Pour tourner son film, le réalisateur déclare s'être inspiré de l'épique Master & Commander ! Cependant, il n'a pas tourné en studio comme l'avait fait Peter Weir, mais dans des décors naturels, à la jonction d'un fleuve et de la mer. Seul problème à l'horizon : la plupart des acteurs ne savaient pas nager, ce qui a posé quelques soucis lors du tournage des scènes censées se dérouler en pleine mer. D'autre part, en guise de préparation, le cinéaste a montré Master & Commander à toute l'équipe !
La Pirogue est un film qui montre des personnages confinés dans un espace étouffant, à l'image de la situation dans laquelle se trouve leur pays : il n'y a ni horizon ni issue, et la population devient claustrophobe.
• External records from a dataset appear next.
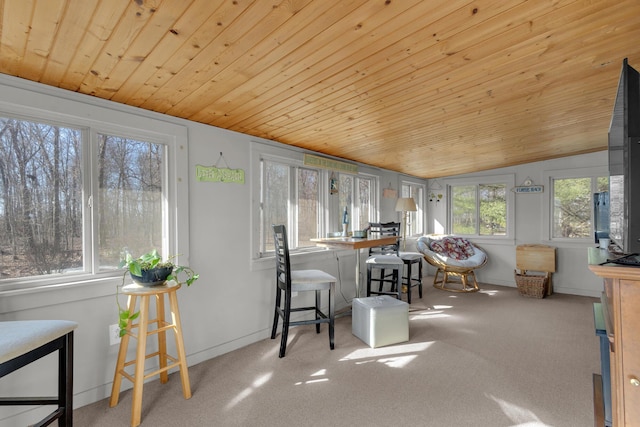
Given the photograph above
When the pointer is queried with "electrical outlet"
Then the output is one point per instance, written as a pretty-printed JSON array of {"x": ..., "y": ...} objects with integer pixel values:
[{"x": 114, "y": 334}]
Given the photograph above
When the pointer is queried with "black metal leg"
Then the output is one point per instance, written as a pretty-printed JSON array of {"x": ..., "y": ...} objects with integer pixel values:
[
  {"x": 409, "y": 282},
  {"x": 285, "y": 325},
  {"x": 65, "y": 381},
  {"x": 420, "y": 278},
  {"x": 331, "y": 316},
  {"x": 277, "y": 314},
  {"x": 317, "y": 311}
]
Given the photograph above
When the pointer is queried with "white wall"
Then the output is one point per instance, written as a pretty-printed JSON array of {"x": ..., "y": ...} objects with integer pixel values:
[{"x": 232, "y": 303}]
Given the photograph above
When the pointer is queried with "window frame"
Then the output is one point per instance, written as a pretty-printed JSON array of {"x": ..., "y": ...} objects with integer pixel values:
[
  {"x": 330, "y": 209},
  {"x": 114, "y": 122},
  {"x": 405, "y": 191},
  {"x": 548, "y": 206},
  {"x": 507, "y": 179}
]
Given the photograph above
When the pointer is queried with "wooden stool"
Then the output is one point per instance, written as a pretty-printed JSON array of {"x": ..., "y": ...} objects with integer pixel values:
[{"x": 145, "y": 293}]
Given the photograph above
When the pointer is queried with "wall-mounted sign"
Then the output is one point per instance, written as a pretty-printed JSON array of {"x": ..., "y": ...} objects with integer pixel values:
[
  {"x": 528, "y": 189},
  {"x": 323, "y": 162},
  {"x": 215, "y": 174}
]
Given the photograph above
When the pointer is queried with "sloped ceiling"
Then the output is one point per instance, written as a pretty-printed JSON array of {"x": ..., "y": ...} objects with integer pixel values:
[{"x": 427, "y": 88}]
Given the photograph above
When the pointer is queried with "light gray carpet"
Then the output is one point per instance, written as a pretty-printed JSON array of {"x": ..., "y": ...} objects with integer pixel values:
[{"x": 492, "y": 358}]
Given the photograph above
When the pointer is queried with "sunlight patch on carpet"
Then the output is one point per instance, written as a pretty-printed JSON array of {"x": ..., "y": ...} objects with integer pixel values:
[
  {"x": 520, "y": 416},
  {"x": 392, "y": 350}
]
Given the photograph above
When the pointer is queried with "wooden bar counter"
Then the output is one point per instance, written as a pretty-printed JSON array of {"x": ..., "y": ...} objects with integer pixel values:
[{"x": 621, "y": 310}]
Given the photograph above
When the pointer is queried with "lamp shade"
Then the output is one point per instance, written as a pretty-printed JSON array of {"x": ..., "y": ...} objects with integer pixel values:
[{"x": 406, "y": 204}]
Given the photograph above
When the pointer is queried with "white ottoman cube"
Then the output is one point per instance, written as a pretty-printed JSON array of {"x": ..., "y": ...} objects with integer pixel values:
[{"x": 380, "y": 320}]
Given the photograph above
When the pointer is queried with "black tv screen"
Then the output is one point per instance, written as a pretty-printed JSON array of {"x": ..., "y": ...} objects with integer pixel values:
[{"x": 624, "y": 163}]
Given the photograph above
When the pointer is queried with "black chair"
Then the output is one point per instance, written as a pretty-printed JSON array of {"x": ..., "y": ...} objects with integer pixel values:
[
  {"x": 384, "y": 258},
  {"x": 410, "y": 281},
  {"x": 288, "y": 281},
  {"x": 24, "y": 342},
  {"x": 408, "y": 258}
]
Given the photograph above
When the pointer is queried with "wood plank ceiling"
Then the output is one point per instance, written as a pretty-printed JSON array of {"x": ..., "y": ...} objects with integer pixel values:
[{"x": 427, "y": 88}]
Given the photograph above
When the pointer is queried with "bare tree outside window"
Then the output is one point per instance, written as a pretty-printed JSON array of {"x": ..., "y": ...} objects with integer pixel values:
[
  {"x": 130, "y": 181},
  {"x": 43, "y": 223},
  {"x": 40, "y": 199}
]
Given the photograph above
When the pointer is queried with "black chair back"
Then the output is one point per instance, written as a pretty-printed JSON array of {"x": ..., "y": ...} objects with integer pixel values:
[
  {"x": 386, "y": 229},
  {"x": 283, "y": 263}
]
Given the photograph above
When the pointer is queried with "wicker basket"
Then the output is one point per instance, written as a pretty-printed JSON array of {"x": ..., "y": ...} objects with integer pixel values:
[{"x": 530, "y": 285}]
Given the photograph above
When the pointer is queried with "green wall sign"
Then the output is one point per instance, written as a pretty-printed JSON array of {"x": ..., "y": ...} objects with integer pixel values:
[{"x": 215, "y": 174}]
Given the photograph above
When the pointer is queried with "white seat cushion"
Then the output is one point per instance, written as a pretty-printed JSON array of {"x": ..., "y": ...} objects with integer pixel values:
[
  {"x": 411, "y": 256},
  {"x": 305, "y": 280},
  {"x": 22, "y": 336},
  {"x": 385, "y": 261}
]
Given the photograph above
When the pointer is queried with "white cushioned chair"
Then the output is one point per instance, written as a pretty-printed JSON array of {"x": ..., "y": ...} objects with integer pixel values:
[{"x": 454, "y": 257}]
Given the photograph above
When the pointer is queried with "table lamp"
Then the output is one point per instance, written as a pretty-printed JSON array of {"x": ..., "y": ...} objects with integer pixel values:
[{"x": 404, "y": 205}]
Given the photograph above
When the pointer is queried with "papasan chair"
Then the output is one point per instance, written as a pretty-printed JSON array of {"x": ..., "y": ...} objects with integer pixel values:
[{"x": 453, "y": 257}]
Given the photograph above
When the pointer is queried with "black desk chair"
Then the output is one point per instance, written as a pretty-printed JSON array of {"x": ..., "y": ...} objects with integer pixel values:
[
  {"x": 385, "y": 258},
  {"x": 288, "y": 281},
  {"x": 24, "y": 342}
]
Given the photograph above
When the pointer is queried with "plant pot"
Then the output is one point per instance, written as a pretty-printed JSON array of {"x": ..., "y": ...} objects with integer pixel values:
[{"x": 153, "y": 277}]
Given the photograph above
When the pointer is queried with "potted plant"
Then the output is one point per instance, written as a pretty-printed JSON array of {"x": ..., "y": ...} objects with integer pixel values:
[{"x": 150, "y": 270}]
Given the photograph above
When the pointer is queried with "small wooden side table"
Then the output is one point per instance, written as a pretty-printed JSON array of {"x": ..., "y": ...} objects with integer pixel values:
[{"x": 135, "y": 291}]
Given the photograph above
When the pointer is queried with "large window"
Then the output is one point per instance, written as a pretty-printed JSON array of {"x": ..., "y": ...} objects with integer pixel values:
[
  {"x": 300, "y": 197},
  {"x": 481, "y": 208},
  {"x": 74, "y": 198},
  {"x": 415, "y": 220},
  {"x": 572, "y": 206},
  {"x": 291, "y": 197}
]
Cette thématique est chère à Moussa Toure, qui l'a déjà abordée dans d'autres films, comme TGV ou 5x5, deux histoires qui enserrent leurs personnages dans des lieux clos, qu'il s'agisse d'un car ou encore d'une maison surpeuplée.
La Pirogue a peine sortie sur nos écrans, le réalisateur sénégalais envisage déjà son prochain film, centré cette fois-ci sur la lutte. Selon lui, au-delà des différences qui divisent parfois son peuple, la lutte reste le sport fédérateur du Sénégal. "C’est dans la lutte que nous nous retrouvons tous", déclare-t-il. A ce sujet, on peut remarquer que Moussa Toure a d'ailleurs introduit une scène de lutte dans La Pirogue, ce qui laissait présager de son intérêt pour le sujet.